Jazlyn Rolle. Why did she have to run across his dog’s path? God surely hated him. At least she hadn’t seemed to recognize him. One small favor.
“Everything will be okay, girl.” A cramp in his empty stomach didn’t believe the lie.
He cared too much for the brown-and-white mutt. Once Bailey cared for a person, place, or animal, he was guaranteed to lose it. He’d lost his parents to drugs and prison, and his foster mother to a botched surgery. His foster father hovered near the edge with terminal cancer, so why shouldn’t Bailey expect to lose the dog, too?
Not that the dog held the same importance as Dad. But she was important. He’d rescued her five years ago, shortly after MaryAnn graduated to Heaven, and the dog had been a bundle of cuddles when Tess left for college.
Bailey decided the dog probably didn’t need a vet. An elbow nudged his lower back. He glanced over his shoulder to see his sister standing with hands on her hips.
“Poppet will be fine.” His gruff voice made her scowl.
“Who was that?”
Bailey ignored the question by rearranging the gauze in the first aid kit.
“Why didn’t you offer her a ride?”
Bailey’s stomach bucked into his heart and zapped his pulse into overdrive. He’d had the same reaction to those muscular chocolate milk legs exposed to the creeping sunlight. When he’d lifted Poppet, he’d brushed against firm muscle and smooth, damp skin. His heart and stomach crashed together while warm tingles dive-bombed his body.
He hadn’t meant to be rude, but his throat constricted. He didn’t want her remembering how her brother had to rescue him. Drew rescued everyone.
Seven years ago, Drew Rolle had been killed on active duty. What was Bailey supposed to say to the sister Drew could no longer protect? Not that those sculpted arms and legs left any doubt about her ability to take care of herself.
“She took off before I thought of it.”
A finger dug between two ribs. “You have the social skills of a hermit.
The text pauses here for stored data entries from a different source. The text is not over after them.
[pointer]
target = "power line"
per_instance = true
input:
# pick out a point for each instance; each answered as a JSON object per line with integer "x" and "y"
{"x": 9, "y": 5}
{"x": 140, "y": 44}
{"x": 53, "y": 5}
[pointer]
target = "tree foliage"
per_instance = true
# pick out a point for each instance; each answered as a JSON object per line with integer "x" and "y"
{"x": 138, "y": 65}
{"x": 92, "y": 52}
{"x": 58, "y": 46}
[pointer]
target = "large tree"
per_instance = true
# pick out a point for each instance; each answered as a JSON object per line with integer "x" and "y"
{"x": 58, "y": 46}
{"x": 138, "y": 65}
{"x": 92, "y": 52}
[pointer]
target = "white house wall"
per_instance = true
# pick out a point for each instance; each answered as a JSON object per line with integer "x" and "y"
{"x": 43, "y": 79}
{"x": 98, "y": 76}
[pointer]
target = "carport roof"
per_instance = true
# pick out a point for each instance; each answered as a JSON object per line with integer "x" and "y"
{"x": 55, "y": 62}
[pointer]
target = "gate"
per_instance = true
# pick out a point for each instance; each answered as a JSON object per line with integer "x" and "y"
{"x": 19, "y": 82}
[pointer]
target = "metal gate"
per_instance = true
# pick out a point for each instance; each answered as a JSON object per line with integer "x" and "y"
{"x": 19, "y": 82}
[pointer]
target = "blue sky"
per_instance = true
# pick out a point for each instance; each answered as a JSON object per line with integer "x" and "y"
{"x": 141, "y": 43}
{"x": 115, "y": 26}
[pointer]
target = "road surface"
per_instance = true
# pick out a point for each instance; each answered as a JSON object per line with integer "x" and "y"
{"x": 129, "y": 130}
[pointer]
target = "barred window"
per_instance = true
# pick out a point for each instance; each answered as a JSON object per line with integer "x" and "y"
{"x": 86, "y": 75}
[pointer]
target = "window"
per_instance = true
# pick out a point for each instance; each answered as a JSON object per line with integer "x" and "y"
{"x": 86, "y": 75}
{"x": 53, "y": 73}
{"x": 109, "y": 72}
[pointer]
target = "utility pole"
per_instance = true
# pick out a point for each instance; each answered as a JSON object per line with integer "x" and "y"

How do you expect to host tourists if that’s the best you’ve got for a pretty lady?”
“You’re going to be
the hostess.” The guest ranch was her game plan.
“In the house, sure, but you’ll be leading the ranching stuff.”
“Maybe there’s a class I can take.” He ruffled the dog’s ears. She grunted and laid her head on the seat.
“What class would that be? Personality acquirement for the socially inept?”
“That hurts.” Bailey mimed pulling a stake out of his chest and flicking it over the truck. He dug through the first aid kit.
Behind him, Tess huffed and grumbled. “She was pretty.”
He wasn’t going to argue that fact. His fingers were wondering how to get a replay of the skin-to-skin contact. “She’s Drew Rolle’s sister.”
Silence greeted his offhand comment. Why had he told Tess that? Since returning from college, his sister had a penchant for meddling in his personal life.
“Am I supposed to know who you’re talking about?”
His mind spun through all the things his sister missed in the five years she’d been gone. She’d been little more than a teenager in grief when she’d left for school.
“Probably not. He was a year ahead of me.” He closed the kit. “Big football and track star that headed off to the military when he could have played college ball.”
Poppet whimpered as he rubbed his hands gently over one forepaw.
“You were a book geek, so how were you friends with him?”
“Didn’t say we were friends.” More like Bailey was the invisible man. But that suited him fine—then and now. “I knew him. He was a great big brother.”